3.12. Haematoxylin and Eosin (H&E) Staining

Tumors were promptly harvested and fixed in 10% v/v neutral buffered formalin for 48 h. After fixation, they were transferred to 70% v/v ethanol, processed, and embedded in paraffin. The sectioning and hematoxylin and eosin Y staining procedures were carried out at AML Laboratories (Jacksonville, FL, USA), following established protocols [55,56].

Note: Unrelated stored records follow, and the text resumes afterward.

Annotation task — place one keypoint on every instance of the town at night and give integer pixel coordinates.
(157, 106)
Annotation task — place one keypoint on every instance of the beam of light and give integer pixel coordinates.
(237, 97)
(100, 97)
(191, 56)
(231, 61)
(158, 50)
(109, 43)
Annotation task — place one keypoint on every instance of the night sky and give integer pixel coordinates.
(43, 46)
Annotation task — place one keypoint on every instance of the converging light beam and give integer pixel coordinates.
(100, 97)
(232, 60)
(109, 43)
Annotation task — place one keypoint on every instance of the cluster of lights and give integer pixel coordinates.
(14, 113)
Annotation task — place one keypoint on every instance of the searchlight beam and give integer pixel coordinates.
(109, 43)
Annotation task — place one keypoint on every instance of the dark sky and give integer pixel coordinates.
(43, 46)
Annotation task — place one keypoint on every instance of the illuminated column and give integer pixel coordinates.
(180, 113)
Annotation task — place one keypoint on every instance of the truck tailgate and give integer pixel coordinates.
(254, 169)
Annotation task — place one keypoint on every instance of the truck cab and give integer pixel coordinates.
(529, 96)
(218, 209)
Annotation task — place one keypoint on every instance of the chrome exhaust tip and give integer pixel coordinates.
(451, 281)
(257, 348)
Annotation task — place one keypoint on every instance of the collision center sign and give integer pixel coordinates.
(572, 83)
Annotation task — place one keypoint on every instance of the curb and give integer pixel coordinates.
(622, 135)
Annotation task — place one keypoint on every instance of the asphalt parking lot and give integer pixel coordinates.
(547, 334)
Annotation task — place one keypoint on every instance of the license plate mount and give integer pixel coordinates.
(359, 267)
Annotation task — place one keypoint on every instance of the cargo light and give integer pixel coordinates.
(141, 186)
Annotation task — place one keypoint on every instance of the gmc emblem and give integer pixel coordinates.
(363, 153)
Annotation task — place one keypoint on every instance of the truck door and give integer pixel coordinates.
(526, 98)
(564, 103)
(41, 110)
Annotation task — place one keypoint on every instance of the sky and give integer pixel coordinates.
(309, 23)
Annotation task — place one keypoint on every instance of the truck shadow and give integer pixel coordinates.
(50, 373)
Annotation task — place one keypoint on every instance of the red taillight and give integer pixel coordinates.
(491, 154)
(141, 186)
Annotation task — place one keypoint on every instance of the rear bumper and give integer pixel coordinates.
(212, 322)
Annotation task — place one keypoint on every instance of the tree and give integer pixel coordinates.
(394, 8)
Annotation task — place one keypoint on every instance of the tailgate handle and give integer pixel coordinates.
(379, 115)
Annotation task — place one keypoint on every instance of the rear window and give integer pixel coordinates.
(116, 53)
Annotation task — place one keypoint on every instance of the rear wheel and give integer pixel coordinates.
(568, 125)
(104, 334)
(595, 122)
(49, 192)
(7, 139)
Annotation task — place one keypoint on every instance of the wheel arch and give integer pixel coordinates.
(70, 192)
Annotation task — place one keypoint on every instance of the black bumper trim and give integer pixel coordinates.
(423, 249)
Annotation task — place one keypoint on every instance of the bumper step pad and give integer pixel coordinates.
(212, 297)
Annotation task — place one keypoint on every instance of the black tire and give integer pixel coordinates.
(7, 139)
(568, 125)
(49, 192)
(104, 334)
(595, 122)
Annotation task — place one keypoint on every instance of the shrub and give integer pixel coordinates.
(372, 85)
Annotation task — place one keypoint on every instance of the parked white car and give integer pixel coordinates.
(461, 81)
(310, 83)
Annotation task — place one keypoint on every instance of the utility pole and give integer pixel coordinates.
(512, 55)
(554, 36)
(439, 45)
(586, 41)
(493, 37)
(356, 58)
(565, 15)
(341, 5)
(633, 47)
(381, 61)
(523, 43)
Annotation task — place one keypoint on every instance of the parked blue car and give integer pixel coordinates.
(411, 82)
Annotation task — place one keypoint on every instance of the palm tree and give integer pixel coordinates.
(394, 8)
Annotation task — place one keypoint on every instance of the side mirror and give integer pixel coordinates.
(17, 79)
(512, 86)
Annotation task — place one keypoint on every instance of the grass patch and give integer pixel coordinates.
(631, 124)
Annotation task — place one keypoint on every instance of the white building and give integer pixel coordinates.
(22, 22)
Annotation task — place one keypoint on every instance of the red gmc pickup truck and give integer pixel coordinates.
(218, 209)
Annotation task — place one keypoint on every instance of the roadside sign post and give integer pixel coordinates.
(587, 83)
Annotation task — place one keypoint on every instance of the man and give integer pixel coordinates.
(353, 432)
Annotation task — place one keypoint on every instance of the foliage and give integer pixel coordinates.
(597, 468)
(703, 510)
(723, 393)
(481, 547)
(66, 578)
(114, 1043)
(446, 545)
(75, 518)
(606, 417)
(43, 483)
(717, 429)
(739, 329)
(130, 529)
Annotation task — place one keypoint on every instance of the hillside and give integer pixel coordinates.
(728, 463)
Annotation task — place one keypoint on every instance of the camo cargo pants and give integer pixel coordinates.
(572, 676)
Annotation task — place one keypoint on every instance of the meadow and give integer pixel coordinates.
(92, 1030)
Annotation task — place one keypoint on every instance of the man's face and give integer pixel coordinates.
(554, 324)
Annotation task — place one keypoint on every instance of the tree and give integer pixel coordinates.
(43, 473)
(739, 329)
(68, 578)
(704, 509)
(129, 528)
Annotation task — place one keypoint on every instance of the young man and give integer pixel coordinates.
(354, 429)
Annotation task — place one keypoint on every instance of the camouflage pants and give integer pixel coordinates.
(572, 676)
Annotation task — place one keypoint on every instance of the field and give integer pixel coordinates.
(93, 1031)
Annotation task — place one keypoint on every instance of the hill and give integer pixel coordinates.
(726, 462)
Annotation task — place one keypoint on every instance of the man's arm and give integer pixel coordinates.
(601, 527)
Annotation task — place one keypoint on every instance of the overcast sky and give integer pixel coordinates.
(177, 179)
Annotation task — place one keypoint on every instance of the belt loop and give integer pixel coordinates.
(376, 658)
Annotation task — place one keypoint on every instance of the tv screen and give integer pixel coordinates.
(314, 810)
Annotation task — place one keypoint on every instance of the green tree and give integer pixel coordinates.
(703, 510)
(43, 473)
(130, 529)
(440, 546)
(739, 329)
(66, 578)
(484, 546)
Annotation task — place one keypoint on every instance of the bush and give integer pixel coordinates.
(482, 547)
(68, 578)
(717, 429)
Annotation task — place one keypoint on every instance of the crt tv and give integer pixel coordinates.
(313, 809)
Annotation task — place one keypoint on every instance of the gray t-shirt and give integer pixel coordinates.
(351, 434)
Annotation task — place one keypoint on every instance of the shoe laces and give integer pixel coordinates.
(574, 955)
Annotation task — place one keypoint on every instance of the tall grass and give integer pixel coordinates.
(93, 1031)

3.13. Statistical Analysis

Statistical analyses were performed using GraphPad Prism software (versions 8 and 9.3.1, La Jolla, CA, USA). The results were expressed as the mean ± standard deviation (SD) from at least three independent experiments. Differences between two groups (control vs. treatment) were assessed using Student’s two-tailed t-test, while differences among three or more groups (control vs. various treatment concentrations) were evaluated using Student’s t-test. Statistical significance was defined as * p < 0.05, ** p < 0.01, *** p < 0.001, and **** p < 0.0001 when compared to the vehicle-treated control group.

4. Conclusions

This study highlights the EVOO-derived monophenolic secoiridoid LA’s potential as an effective anti-melanoma lead in a melanoma xenograft model, with a comprehensive tracing of its molecular targets. LA interfered with crucial melanoma cell survival processes by inhibiting the BRAF–MAPK signaling pathway. This disruption resulted in significant tumor focal necrosis. The downregulation of GPD1 and ELOVL6 further highlighted LA’s suppressive impact on melanoma metabolic pathways critical for tumor progression and survival. The observed sensitivity of BRAF V600E-mutated melanoma cells to LA, particularly in the Malme-3M cell line, underscored its potential therapeutic applicability. The molecular and mechanistic link between GPD1-ELOVL6 with BRAF V600E in melanoma is yet to be established. The findings of this study suggest that LA could serve as a prospective future nutraceutical candidate for controlling melanoma and other malignancies with BRAF mutations.